Includes full-text resources emanating from a complete set of Australian Rangelands Society Proceedings, journal articles from The Rangelands Journal (published by CSIRO Publishing for the Australian Rangelands Society), videos and other resources abou the extensive rangelands of Australia.
Woodland bird declines in the Murray-Darling Basin: are there links with floodplain change?
Woodland bird population declines in Australia have been attributed to various factors including habitat loss, fragmentation, and degradation. However, the influence of altered water availability in the landscape upon woodland bird populations has not been examined, particularly in terms of changes in flood regimes and subsequent loss of floodplain productivity. In this review, we examine the importance to woodland birds of floodplains, floods, and associated vegetation communities, highlighting potential links between declining water availability, habitat degradation, and bird populations. Floodplain woodlands and forests may be important refuges for woodland bird populations because (1) floodplain woodlands and forests comprise some of the largest and most continuous vegetation remnants in south-east Australia; and (2) floods intermittently supply water, sediment and nutrients that drive greater primary and secondary productivity than found in woodlands not subject to flooding.

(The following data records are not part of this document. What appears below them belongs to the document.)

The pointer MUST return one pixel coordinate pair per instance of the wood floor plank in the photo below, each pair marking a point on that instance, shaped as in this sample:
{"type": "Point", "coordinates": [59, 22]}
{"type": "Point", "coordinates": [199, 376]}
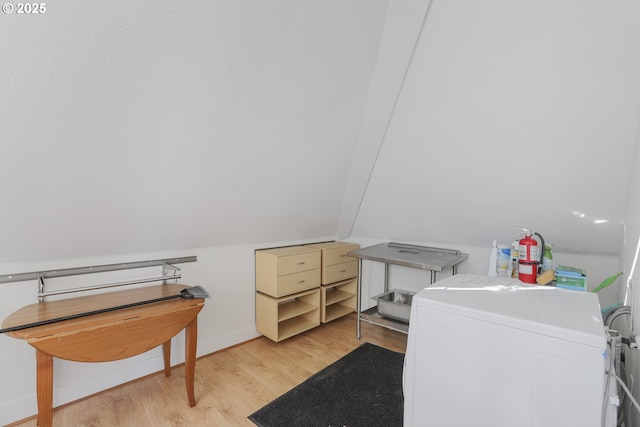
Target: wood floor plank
{"type": "Point", "coordinates": [229, 385]}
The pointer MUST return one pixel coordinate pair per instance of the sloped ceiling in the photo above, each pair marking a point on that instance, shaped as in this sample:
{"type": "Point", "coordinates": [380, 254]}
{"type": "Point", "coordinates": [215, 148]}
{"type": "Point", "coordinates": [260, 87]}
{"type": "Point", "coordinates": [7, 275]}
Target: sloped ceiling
{"type": "Point", "coordinates": [133, 127]}
{"type": "Point", "coordinates": [511, 114]}
{"type": "Point", "coordinates": [142, 126]}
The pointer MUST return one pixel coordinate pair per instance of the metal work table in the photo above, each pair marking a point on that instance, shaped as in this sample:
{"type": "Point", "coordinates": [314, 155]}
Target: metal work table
{"type": "Point", "coordinates": [414, 256]}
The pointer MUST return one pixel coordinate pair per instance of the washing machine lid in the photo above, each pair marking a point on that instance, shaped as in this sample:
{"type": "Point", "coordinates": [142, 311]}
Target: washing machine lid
{"type": "Point", "coordinates": [565, 314]}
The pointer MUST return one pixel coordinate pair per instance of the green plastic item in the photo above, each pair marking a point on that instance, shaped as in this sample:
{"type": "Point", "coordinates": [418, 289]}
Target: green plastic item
{"type": "Point", "coordinates": [607, 282]}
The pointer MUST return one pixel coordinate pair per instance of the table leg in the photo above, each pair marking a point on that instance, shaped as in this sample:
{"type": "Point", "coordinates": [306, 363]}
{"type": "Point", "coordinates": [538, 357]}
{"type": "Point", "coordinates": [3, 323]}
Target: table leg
{"type": "Point", "coordinates": [191, 341]}
{"type": "Point", "coordinates": [44, 388]}
{"type": "Point", "coordinates": [166, 353]}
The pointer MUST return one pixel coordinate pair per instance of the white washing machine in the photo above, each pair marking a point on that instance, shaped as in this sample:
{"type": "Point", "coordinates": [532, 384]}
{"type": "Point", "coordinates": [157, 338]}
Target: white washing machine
{"type": "Point", "coordinates": [495, 352]}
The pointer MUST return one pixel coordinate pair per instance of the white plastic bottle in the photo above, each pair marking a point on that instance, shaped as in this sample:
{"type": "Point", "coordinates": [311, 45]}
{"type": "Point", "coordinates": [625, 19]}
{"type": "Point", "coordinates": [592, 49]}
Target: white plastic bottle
{"type": "Point", "coordinates": [493, 260]}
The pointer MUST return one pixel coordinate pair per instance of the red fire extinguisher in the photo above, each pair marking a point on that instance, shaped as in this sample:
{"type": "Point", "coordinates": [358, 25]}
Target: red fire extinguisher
{"type": "Point", "coordinates": [530, 257]}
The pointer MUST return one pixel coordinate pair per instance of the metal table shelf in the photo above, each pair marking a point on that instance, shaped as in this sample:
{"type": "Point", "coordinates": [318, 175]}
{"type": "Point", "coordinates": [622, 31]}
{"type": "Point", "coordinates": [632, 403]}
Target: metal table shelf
{"type": "Point", "coordinates": [423, 257]}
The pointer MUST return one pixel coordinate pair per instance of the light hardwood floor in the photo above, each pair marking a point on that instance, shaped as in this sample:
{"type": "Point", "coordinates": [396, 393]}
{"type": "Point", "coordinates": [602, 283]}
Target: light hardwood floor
{"type": "Point", "coordinates": [230, 384]}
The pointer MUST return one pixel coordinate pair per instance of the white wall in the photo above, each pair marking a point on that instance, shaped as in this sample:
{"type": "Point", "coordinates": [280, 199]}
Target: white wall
{"type": "Point", "coordinates": [511, 113]}
{"type": "Point", "coordinates": [137, 131]}
{"type": "Point", "coordinates": [134, 127]}
{"type": "Point", "coordinates": [629, 294]}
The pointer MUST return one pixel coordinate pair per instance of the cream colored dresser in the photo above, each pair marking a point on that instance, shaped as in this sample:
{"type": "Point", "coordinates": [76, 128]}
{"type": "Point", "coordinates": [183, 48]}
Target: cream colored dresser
{"type": "Point", "coordinates": [297, 287]}
{"type": "Point", "coordinates": [339, 290]}
{"type": "Point", "coordinates": [287, 291]}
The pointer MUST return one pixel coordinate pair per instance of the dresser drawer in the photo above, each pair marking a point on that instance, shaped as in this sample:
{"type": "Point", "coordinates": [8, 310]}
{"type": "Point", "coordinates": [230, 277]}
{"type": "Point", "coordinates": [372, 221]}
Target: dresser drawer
{"type": "Point", "coordinates": [339, 255]}
{"type": "Point", "coordinates": [296, 282]}
{"type": "Point", "coordinates": [339, 272]}
{"type": "Point", "coordinates": [298, 262]}
{"type": "Point", "coordinates": [287, 270]}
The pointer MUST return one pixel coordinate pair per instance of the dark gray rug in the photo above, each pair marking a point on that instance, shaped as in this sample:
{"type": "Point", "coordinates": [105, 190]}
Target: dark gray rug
{"type": "Point", "coordinates": [364, 388]}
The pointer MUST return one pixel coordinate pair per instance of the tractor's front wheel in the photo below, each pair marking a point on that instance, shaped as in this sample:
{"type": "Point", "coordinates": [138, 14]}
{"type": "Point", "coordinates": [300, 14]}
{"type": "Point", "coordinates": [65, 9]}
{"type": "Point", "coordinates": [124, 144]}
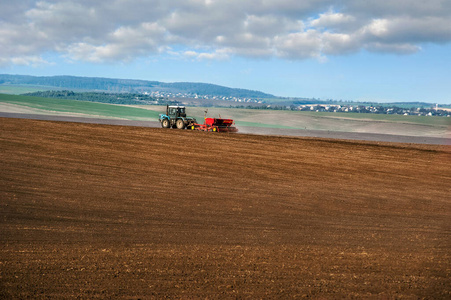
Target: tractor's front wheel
{"type": "Point", "coordinates": [180, 124]}
{"type": "Point", "coordinates": [165, 123]}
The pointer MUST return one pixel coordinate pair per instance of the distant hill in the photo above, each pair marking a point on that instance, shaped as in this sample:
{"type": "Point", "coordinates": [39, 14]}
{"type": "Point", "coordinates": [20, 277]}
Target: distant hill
{"type": "Point", "coordinates": [130, 85]}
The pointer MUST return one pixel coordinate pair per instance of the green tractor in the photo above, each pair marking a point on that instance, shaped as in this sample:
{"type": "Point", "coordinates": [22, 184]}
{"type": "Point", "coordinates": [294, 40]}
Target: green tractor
{"type": "Point", "coordinates": [175, 117]}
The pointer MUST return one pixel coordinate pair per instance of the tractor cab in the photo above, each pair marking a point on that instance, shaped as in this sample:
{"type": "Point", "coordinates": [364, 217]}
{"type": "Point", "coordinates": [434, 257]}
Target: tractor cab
{"type": "Point", "coordinates": [176, 112]}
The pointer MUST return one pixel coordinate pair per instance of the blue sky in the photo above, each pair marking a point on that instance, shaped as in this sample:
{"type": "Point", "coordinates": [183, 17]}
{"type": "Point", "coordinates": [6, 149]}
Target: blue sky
{"type": "Point", "coordinates": [349, 50]}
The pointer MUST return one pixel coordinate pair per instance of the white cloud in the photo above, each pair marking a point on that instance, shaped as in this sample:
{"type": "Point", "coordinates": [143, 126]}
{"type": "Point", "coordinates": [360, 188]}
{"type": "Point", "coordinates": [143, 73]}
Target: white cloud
{"type": "Point", "coordinates": [122, 30]}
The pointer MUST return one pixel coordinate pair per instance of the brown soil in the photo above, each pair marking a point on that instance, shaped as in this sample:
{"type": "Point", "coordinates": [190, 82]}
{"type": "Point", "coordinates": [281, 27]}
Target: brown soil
{"type": "Point", "coordinates": [98, 211]}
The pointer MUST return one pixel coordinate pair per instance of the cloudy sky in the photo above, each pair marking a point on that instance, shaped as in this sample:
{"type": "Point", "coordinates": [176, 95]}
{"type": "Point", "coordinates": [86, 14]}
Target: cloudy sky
{"type": "Point", "coordinates": [350, 49]}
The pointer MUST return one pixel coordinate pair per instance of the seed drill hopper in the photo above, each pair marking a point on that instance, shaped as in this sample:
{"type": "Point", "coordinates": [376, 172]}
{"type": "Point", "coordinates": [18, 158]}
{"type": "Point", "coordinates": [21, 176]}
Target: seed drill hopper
{"type": "Point", "coordinates": [216, 125]}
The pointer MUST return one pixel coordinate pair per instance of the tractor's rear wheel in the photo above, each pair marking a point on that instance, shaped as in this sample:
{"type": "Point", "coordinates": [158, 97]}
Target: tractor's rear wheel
{"type": "Point", "coordinates": [165, 123]}
{"type": "Point", "coordinates": [180, 124]}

However, floodplains in south-east Australia have been subject to substantial flow regime change, driven predominantly by dams and irrigation water use. Consequently, habitat quality for woodland birds has been degraded, potentially exacerbating population declines. We suggest that despite such change, floodplain communities and their requisite floods remain of great importance for the persistence, productivity and diversity of woodland birds in Australian drylands. We hypothesise that (1) the influence of flooding upon primary and secondary productivity in floodplain and riparian zones is a key driver of resident bird populations, and a key determinant of nomadic/migratory bird use of a site; (2) alterations in flooding and consequent changes in productivity and condition of floodplain vegetation have contributed to observed declines in resident woodland birds in Australian drylands; and (3) the influence of flooding upon productivity extends beyond local populations of floodplain residents to non-floodplain populations via dispersal, and that floodplain woodlands often act as a source population for surrounding non-floodplain woodlands. We make several testable predictions regarding these hypotheses.